Expenses
In most cases, incurring expenses prior to 30 June will mean that a tax deduction can be claimed. Therefore, if a business is planning to incur a substantial amount of expenditure not long after 30 June, it would help to think about bringing forward these expenses to receive the benefit of the tax deduction in the current financial year.
A review of annual expenditure can also be undertaken to ensure that all relevant expenses have been correctly captured, including business expenses that may have been paid via a personal bank account or credit card.
Trade Debtors
Where management concludes that a debtor won’t be recoverable, the amount can be written off as a bad debt and a tax deduction can be claimed for the equivalent amount. Debtors as of 30 June should be reviewed for recoverability each year and a recoverability assessment documented to support the amounts deemed to be bad debts.
Obsolete Stock
Where management concludes that old stock is obsolete and therefore has no residual value, the cost can be written off and a tax deduction can be claimed for the equivalent amount.

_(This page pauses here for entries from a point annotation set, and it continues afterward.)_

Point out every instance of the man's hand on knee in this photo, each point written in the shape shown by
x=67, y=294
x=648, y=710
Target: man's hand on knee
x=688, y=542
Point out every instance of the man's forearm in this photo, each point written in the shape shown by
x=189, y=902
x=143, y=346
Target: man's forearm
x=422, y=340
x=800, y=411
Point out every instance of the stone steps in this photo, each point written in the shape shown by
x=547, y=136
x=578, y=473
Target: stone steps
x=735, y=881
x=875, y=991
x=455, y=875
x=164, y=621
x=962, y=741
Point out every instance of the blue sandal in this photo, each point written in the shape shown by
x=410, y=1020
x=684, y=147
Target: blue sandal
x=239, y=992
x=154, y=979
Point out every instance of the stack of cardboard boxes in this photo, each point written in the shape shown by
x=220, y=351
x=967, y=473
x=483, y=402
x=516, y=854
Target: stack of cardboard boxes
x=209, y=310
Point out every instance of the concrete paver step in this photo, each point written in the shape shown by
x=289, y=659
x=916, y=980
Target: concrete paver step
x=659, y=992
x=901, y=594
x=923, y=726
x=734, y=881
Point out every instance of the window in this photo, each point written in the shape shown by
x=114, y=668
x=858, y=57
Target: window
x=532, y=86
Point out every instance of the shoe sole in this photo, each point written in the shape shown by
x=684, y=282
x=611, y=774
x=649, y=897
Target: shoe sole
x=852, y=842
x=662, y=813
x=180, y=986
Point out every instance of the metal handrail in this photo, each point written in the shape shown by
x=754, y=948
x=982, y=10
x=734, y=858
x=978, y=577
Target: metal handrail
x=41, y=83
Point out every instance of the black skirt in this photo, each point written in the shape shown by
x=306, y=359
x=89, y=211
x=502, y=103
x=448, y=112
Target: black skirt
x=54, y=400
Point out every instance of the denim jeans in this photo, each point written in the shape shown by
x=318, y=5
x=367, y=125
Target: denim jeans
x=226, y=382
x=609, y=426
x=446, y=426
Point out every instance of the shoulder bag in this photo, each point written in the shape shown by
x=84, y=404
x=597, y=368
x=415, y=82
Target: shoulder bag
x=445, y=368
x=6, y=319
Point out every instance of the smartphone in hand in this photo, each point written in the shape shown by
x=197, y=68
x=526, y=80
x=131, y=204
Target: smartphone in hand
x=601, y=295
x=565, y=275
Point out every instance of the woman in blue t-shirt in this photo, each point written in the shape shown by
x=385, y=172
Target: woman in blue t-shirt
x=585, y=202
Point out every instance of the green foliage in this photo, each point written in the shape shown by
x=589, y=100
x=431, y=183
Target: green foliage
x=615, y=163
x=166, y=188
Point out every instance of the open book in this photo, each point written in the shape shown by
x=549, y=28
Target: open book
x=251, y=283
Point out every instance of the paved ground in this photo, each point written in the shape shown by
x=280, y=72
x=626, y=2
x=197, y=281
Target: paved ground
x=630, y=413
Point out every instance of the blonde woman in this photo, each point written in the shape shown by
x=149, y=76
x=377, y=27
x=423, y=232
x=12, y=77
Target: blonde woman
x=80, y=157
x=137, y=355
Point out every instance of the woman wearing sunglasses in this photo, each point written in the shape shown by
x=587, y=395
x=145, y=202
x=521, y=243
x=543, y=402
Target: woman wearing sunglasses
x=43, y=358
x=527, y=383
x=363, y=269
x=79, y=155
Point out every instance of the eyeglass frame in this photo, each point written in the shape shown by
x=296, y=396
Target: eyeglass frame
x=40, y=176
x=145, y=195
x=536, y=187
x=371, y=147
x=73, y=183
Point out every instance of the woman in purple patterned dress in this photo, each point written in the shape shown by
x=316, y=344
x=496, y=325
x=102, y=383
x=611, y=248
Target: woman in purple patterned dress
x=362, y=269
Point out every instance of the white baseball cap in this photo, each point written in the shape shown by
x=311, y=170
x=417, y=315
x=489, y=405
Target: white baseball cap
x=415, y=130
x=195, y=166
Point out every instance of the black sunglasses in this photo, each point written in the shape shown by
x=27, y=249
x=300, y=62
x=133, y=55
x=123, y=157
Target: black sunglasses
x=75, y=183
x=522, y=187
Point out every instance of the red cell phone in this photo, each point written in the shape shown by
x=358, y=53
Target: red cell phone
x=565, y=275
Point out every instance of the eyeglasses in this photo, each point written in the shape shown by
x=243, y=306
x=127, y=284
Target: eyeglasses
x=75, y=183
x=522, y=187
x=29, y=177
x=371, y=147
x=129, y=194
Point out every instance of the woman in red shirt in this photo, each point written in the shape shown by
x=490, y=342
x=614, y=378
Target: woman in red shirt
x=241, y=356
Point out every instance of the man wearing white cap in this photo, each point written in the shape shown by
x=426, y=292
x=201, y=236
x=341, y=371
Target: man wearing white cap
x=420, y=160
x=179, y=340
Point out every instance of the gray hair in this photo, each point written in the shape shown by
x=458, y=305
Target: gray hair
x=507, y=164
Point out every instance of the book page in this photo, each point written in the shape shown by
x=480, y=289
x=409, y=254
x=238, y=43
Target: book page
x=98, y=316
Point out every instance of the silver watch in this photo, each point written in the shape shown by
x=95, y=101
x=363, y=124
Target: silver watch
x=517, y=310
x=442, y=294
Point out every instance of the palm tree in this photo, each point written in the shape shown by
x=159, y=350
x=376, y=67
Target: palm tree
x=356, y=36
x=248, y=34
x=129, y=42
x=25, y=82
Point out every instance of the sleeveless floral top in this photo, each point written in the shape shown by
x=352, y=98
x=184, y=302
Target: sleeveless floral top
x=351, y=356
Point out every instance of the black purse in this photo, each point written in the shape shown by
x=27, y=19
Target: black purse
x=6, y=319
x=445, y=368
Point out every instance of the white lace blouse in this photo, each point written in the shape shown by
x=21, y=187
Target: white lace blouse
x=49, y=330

Inventory as of 30 June should be reviewed for obsolescence each year and an assessment documented to support stock deemed to be obsolete.
Capital gains tax
If a capital gain has been made during the financial year, in the absence of carried forward capital losses and/or tax losses, investments that are in a loss position may be crystalised to offset that capital gain.
Superannuation
Superannuation payments to employees are only tax deductible when paid. Therefore, you may consider paying the June quarter superannuation by 30 June to be eligible to claim a tax deduction in the current financial year. It is important to know when a superannuation payment is considered ‘paid’. In some cases ‘paid’ is defined as when the employee’s superfund receives the payment.